Last year, Driehaus and Dumas voted against giving homeowners the full annual stadium property tax rollback that was promised when Paycor Stadium was built. Driehaus and Dumas then voted to increase sewer rates by 3%, all at a time when taxpayers and ratepayers were getting hammered by high inflation.

In 2021, Driehaus and Dumas originally supported not giving the full stadium property tax rollback. But Reece outfoxed her colleagues, demanding a county sitting on a $61 million budget surplus at the time to follow through on giving the full property tax rollback. Driehaus and Dumas politically had no choice but to support Reece’s effort, and those of us who own homes in Hamilton County caught a break for a year.

As predicted, the decision didn’t hurt the county financially and it’s been doing fine ever since.

The zoo will be just fine, too. It has other revenue streams, including entry fees, season passes and corporate sponsorships.
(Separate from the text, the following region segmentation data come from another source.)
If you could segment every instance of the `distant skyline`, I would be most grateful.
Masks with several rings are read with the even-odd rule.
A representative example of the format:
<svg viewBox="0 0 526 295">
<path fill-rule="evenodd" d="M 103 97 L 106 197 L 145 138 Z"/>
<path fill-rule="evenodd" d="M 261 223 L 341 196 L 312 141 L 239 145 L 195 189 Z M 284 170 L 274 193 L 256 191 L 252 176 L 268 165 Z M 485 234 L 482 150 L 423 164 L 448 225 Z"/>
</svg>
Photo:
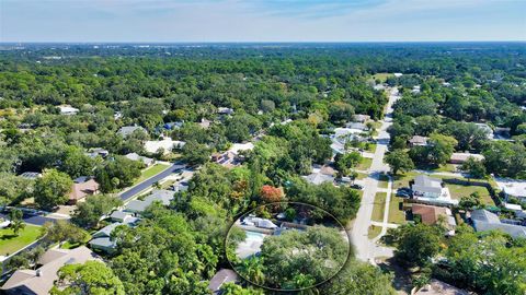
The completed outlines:
<svg viewBox="0 0 526 295">
<path fill-rule="evenodd" d="M 0 42 L 526 40 L 526 0 L 0 0 Z"/>
</svg>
Often, publicly subsidized agencies and businesses take the easy way out and ask for the taxpayer handout rather than taking a hard look at their books, raising user fees/ticket prices and making adjustments (see: Great Parks of Hamilton County, an agency the commissioners don’t control).

The Bengals will be just fine, too, if the commissioners stand their ground and demand the organization and NFL pony up at least 40% of the cost to upgrade Paycor Stadium. The current lease runs out in 2026, and negotiations have reportedly started on a new deal. We still don’t know how much the Bengals are willing to pay publicly.

The commissioners need to be more aggressive in demanding what they expect the Bengals to pay and making that figure publicly known. It’s known what the Tennessee Titans and Buffalo Bills are going to pay for their new stadiums, so there’s no reason we shouldn’t know what the Bengals are going to pay for stadium upgrades.

Bengals owner Mike Brown recently told reporters he would not publicly discuss specific details about stadium negotiations. Generally speaking about a new lease, Brown said in part: “We don’t own the stadium. The county does. We want to stay here. We’ve been here since we began. Believe me, we aren’t looking to run off. But we have to have something that works for us and works for our fans.”

Compare that to what Cleveland Browns owner Jimmy Haslam recently said about his organization’s stadium-lease negotiations with local government officials: “We’re not leaving Northeastern Ohio. That’s for sure.”

If it comes to the Bengals threatening to leave Cincinnati, the commissioners must take a stand and call their bluff. Let’s hope it doesn’t come to that because the region loves having the Bengals. But we now know the commissioners are capable of standing up to powerful interests.